Introduction
In the previous article, we saw a simple VB application which will pull out the HTML page of a particular URL. In this article, we will build a small web crawler which will crawl through all the links in the given URL.
- Setting up the Visual Basic Environment with required Components and Libraries:
- Open Visual Basic and create a new project (user Standard EXE).
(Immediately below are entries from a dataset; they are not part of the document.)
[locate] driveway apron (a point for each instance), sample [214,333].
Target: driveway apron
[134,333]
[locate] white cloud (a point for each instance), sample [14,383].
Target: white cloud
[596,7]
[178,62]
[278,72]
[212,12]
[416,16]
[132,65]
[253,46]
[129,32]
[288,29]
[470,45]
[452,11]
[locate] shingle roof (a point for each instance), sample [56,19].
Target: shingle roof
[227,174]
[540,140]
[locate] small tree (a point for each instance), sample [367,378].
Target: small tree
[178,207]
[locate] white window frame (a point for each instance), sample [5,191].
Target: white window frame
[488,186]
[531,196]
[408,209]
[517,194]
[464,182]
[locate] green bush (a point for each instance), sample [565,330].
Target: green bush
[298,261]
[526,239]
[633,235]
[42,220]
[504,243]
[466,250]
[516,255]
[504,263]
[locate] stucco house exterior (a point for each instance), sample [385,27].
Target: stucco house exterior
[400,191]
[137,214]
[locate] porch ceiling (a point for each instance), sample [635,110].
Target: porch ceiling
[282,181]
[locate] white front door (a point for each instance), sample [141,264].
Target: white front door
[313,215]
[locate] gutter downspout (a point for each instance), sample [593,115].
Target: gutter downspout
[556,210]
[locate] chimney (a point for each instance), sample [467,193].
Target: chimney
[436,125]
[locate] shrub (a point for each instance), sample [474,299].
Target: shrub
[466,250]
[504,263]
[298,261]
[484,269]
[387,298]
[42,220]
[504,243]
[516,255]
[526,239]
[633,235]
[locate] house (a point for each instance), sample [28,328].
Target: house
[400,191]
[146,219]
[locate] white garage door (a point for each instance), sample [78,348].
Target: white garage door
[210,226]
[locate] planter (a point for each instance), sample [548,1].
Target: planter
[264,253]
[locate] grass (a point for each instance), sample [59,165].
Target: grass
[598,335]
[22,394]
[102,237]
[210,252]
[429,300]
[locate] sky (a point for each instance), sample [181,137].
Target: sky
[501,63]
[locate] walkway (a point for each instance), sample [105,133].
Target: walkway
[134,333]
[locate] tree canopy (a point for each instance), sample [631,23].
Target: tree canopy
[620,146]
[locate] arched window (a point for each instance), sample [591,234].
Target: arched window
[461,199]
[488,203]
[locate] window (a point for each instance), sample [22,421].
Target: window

- Select Project -> References from the main menu and add the following Microsoft Libraries:
- Microsoft HTML Object Library
- Add Microsoft Windows Common Controls to the toolbox as follows. Select Project -> Components from the main menu. The Components window will open. With the controls tab selected, scroll down and click the check box preceding the components:
- Microsoft Windows Common Control 6.x
- Set up the UI for the Crawler
- Add a label, two button controls, a listbox, and a treeview control as below:
- Add the code for the Crawler:
- On click of the start button, populate the list box with all the links under the given URL:
Private Sub cmdStart_Click()
getLinks txtURL.Text, 1
End Sub
- The
getlinks function based on the second parameter populates either the listbox or the treeview. Here since the parameter is 1, it populates the listbox with all the links under the URL:
-
Private Sub getLinks(strURL As String, iParentChild As Integer, _
Optional iParentNo As Integer)
Dim objLink As HTMLLinkElement
Dim objMSHTML As New MSHTML.HTMLDocument
Dim objDoc As New MSHTML.HTMLDocument
Dim objNode As Node
Set objDoc = objMSHTML.createDocumentFromUrl(txtURL.Text, vbNullString)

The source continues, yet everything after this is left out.